The first issue that needs to be clarified is who really was involved in the initial discussions and what did they think was going to happen?

It’s not clear from the initial statement from IFATE, as references to consultation with the professional body and regulator have been met with either outright denial in the case of the Royal Pharmaceutical Society or qualified engagement from the General Pharmaceutical Council. Who knows?

Even more concerning is the lack of understanding of where the NHS and pharmacy are heading. In the consultation document it says ‘pharmacists are not required to diagnose and manage medical care.’ Really? Most pharmacists I know are doing that on a daily basis.

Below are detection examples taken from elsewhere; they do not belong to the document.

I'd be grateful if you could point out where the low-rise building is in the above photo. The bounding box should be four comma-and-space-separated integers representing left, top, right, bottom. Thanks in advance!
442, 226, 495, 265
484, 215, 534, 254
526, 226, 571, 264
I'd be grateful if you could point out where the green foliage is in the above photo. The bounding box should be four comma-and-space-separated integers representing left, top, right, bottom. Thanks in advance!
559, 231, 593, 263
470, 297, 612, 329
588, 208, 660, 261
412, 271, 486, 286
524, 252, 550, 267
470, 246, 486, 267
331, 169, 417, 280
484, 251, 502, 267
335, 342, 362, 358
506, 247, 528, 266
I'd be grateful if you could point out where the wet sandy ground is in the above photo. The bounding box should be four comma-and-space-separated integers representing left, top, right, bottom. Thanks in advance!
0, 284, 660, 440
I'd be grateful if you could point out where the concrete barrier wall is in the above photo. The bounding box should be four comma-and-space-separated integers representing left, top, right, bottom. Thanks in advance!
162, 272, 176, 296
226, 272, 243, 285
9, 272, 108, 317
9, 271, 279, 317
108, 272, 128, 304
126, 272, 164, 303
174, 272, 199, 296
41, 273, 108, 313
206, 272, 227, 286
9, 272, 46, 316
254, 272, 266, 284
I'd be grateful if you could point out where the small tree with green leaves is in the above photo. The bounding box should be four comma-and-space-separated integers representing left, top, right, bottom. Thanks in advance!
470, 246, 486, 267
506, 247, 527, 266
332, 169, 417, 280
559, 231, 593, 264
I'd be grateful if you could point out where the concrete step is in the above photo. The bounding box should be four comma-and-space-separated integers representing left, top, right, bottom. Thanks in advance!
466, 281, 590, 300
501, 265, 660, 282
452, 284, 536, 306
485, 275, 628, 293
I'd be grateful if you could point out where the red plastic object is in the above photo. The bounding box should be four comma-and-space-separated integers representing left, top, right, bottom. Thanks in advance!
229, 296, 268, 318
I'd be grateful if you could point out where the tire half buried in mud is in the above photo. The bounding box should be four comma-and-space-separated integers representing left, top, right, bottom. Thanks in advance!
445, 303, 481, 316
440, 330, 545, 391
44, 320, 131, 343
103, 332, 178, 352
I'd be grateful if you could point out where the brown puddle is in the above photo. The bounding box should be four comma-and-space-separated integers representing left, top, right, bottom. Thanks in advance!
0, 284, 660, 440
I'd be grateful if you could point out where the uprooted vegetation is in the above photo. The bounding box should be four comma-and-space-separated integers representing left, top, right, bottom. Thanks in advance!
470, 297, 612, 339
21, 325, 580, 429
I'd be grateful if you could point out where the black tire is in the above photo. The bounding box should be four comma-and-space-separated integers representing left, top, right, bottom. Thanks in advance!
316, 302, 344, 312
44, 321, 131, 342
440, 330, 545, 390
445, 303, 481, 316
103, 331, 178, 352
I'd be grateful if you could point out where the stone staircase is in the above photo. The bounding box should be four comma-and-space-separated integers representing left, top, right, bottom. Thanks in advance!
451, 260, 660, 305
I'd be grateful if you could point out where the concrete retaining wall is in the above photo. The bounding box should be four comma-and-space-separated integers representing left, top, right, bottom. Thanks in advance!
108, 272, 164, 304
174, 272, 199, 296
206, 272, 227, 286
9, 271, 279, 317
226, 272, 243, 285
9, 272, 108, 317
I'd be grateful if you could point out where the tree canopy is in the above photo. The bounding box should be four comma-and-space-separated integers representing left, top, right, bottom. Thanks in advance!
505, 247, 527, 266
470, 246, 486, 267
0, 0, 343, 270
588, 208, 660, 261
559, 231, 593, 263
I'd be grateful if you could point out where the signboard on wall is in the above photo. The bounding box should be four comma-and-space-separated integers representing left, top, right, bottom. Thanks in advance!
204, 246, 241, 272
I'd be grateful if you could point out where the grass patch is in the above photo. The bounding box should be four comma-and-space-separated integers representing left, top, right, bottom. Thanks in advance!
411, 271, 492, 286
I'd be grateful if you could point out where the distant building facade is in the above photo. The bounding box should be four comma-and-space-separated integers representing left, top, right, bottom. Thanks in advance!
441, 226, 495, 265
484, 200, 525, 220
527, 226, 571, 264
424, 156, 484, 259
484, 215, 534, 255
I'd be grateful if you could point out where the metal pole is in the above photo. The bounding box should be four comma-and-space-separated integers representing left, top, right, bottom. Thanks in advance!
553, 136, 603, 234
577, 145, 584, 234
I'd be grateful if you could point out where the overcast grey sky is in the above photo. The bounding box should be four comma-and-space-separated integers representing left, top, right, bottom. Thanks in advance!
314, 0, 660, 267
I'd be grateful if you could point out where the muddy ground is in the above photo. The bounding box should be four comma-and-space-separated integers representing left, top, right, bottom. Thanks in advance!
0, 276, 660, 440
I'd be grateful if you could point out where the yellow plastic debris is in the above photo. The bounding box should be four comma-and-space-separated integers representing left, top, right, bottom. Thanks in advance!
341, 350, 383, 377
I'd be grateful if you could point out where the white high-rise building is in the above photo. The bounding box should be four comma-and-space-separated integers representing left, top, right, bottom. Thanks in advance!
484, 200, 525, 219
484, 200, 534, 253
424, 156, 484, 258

The role of community pharmacy cannot and will not be based primarily on a supply model as the NHS seeks to develop much greater use of the resources available to it. You only need to listen to the updates from PSNC as they negotiate a new contract to understand that change is coming and clinical services will be at the core.

Is it really the view of the trailblazer group that pharmacists don’t have a role to diagnose and manage medical care? Is that the vision they have for pharmacists who would qualify though the apprenticeship scheme?

There will always be disagreements between employer organisations and those representing employees. It is hardly surprising that large employers have a different perspective on the role of a pharmacist or how those skills can be utilised to best effect or greatest financial return.

It’s why employer representative bodies like the Company Chemists’ Association and employee organisations like the PDA exist.

But there has to be a coming together on the value of a pharmacist’s skills and the standing of the profession. Failure to do so in the face of so many other threats to the profession is foolhardy. As the saying goes, “united we stand, divided we fall.’

There are so many issues that need to be considered before embarking on a pharmacy apprenticeship, not least understanding the greater clinical role pharmacists will play in future. 

 

 

 

Claire Ward is director of public affairs at the Pharmacists’ Defence Association.